Jazz and Cocktails
It starts around one minute in, but watch the whole thing for the setup. And it's amazing. Ella Fitzgerald and Mel Tormé presenting together at the 1976 Grammy Awards, but performing a scat duet of "Lady Be Good."
A couple years later, Tormé would record this number with Buddy Rich, with the lyric re-written as "Ella Be Good." What an amazing record.
But this live performance? I can't put it any better than one of the YouTube commenters, who wrote, "OH MY GOD. My face hurts from smiling SO HARD." Yeah. That. The best part is, every single person in that auditorium, including that year's winner, knew they just got absolutely schooled by two of the finest vocal performers in all of jazz history. And the ones who didn't know it?
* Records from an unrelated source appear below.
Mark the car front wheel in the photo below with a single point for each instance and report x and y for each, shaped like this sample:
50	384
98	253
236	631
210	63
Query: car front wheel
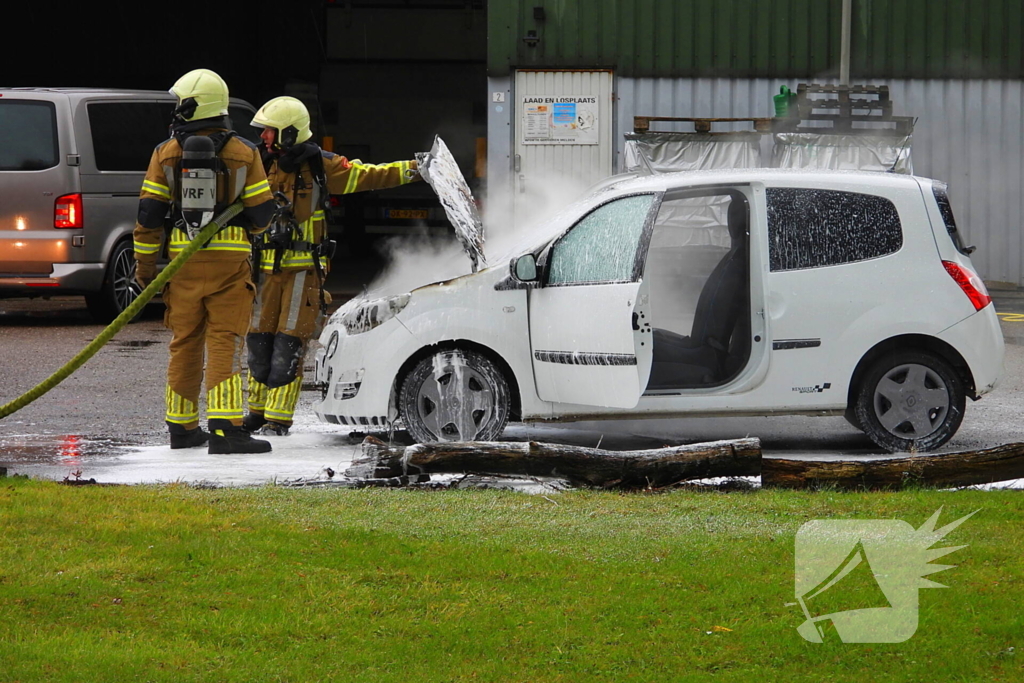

They didn't deserve to be at the Grammys.
To drink, we need something smooth, sophisticated, and sweet enough to match all the smiles.
Only -- only -- a Manhattan will do.
2.5 ounces bourbon
1/2 ounce sweet vermouth
1 maraschino cherry (preferably with the stem still on, but my jar didn't have any like that)
A cocktail shaker
Plenty of ice
Fill the shaker halfway with ice, then pour in your bourbon and vermouth. I happen to like Maker's Mark for my Manhattans -- anything fancier tends to get lost in the vermouth, so why bother?
Stir slowly and gently for ten seconds. Thou shalt not count to 11, nor count to nine, excepting as to then proceed to ten.
Do not break or chip the ice.
Strain into a martini glass and garnish with a single cherry.
Now rewind the video and play it again with your Manhattan. You'll find both are improved immeasurably, along with your attitude.